I may be easier to understand this charter in the context of what is actually in the draft:

https://ietf-wg-sedate.github.io/draft-ietf-sedate-datetime-extended/draft-ietf-sedate-datetime-extended.html#name-updating-rfc-3339

> Am, I right that the proposal is:
> - Remove support for "-00:00"

More like: acknowledge that this isn’t widely implemented, and cannot be, as it is prohibited by ISO 8601.
(Section 2 ends in “the present specification however does not formally deprecate this syntax”; I personally would have gone further.)

> - Redefine what "Z" means in a timezone so that it now means something
> different from what it has meant for the last 20 years?

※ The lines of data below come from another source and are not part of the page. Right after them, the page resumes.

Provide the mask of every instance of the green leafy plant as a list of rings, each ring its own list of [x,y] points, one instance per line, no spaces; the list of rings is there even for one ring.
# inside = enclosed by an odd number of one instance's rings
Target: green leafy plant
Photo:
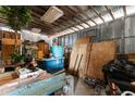
[[[12,59],[12,63],[21,63],[24,61],[25,56],[23,54],[20,54],[19,52],[13,52],[10,54]]]
[[[0,15],[7,20],[7,25],[15,31],[25,28],[33,20],[30,11],[30,8],[25,5],[0,7]]]
[[[15,31],[15,36],[17,31],[22,28],[25,28],[29,22],[33,21],[30,15],[30,7],[26,5],[1,5],[0,7],[0,16],[7,21],[7,25],[11,27]],[[17,36],[15,40],[17,39]],[[24,56],[20,54],[16,42],[14,52],[11,53],[11,59],[13,62],[21,62]]]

More like: Acknowledge that Z has had that meaning in a wide variety of implementations.
(We cannot fix the fact that there are exceptions that actually implement RFC 3339 by mapping +00:00 to Z.  But this has been questionable in practice already.
Note that we are discussing only the “timezone hint” aspect expressed via a timezone offset; the meaning of the timestamp itself does not change.
The new specification also provides ways to express better timezone hints in the future.)

> If so, given that I presume that these timezones are very widely used/deployed
> then when a device returns a timezone using the Z notation, how will the
> recipient know whether there are using the existing RFC 3339 convention, or the
> new convention?

They can be reasonably sure that the implementation already will be using the “new”  convention, which is now documented.

Note that RFC 3339 is different from email dates (RFC 2822/5322), which show (limited, but active) usage for the -00:00 convention.

> I feel like I must be missing something here ...

I don’t think we have a good way with dealing with situations where competing (and contradicting) standards led implementations to do something different from what we originally prescribed.

Or, succinctly, the outcome of this cannot be good.  I can only be less bad.